Pre-tax profit jumped to £5.4m in the first half of 2017 from £1.2m in the same period last year. The R&Q profit boost was driven by the company’s core insurance investments unit, which buys run-off businesses and also runs live insurers, and a return to profit in its underwriting management business, under which it manages Lloyd’s syndicates.
These performances offset a profit drop in the insurance services division.
Randall said: “It is the board’s view, especially given the advanced state of a number of other legacy transactions and the growing pipeline that the results for the full year will be at least in line with expectations, absent unforeseen circumstances.
“Our planned focus on legacy acquisitions and the use of Accredited and R&Q Insurance Malta as conduits for niche programme business to highly rated reinsurers looks increasingly well placed. There are good growth opportunities in both of these core operations and the Group’s strong and growing market position is being driven by our central tenets of expertise and innovation.”
Ups and downs
Operating profit in R&Q’s insurance investments division jumped 64% to £14.6m in the first half of 2017 from £8.9m in the same period last year.
The company completed 11 run-off transactions in the first half of 2017 compared with just three in last year’s first half.
The group assumed more than £72m of net insurance liabilities in the period, which it said was “a clear demonstration of the larger deals we are now sourcing and completing”.

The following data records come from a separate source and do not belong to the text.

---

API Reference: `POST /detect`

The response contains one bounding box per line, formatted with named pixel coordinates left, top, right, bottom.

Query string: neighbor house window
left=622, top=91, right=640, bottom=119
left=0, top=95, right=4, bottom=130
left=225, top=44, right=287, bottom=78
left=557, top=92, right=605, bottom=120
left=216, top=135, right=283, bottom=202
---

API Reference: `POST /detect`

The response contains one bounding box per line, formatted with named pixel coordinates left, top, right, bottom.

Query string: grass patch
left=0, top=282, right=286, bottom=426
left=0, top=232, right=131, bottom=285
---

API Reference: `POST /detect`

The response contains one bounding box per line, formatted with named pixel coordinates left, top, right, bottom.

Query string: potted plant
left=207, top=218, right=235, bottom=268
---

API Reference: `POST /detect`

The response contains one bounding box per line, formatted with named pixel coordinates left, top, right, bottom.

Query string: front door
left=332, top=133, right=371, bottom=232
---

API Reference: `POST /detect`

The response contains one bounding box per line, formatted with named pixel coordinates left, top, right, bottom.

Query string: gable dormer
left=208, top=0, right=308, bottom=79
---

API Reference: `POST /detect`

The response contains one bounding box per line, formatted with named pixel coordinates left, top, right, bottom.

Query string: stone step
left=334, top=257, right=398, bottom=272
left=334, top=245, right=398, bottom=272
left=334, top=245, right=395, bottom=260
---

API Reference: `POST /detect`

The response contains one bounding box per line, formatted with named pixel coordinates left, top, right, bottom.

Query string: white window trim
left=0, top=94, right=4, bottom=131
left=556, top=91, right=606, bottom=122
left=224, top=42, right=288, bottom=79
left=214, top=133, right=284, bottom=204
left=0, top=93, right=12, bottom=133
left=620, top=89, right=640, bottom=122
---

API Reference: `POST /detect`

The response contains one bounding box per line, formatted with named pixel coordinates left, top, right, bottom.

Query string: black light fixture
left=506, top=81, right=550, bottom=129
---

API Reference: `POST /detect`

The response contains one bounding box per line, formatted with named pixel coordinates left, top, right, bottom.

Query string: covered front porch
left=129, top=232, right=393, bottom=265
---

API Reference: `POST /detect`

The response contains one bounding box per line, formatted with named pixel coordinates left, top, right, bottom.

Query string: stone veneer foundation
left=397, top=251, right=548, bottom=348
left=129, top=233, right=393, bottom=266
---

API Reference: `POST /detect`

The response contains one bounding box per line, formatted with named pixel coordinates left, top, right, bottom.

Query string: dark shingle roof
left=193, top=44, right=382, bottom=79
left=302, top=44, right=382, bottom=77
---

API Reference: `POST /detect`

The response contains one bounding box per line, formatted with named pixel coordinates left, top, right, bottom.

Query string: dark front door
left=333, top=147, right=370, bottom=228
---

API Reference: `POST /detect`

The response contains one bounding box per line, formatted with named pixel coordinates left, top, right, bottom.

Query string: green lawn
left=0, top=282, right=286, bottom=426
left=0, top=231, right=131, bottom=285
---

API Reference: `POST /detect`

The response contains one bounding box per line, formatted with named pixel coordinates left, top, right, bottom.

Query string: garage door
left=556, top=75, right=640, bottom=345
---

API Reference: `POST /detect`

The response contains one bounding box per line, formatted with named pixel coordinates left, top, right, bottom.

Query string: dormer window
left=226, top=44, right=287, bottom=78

The underwriting management division returned to profit, posting an operating profit of £1m compared with a £1.7m loss in last year’s first half.
The company attributed the performance to an “excellent result” from US insurance unit Accredited, where revenues grew thanks to two large loss portfolio transfers completed in the period.
The insurance services division’s operating profit, however, dropped 88% to £141,000 (H1 2016: £1.2m), despite a 13% increase in revenue to £14.6m (H1 2016: £12.9m).
R&Q said this was because of foreign exchange losses, provisions in the captive management segment relating to its discontinued Gibraltar operation and bad debt on a start-up client that failed to launch.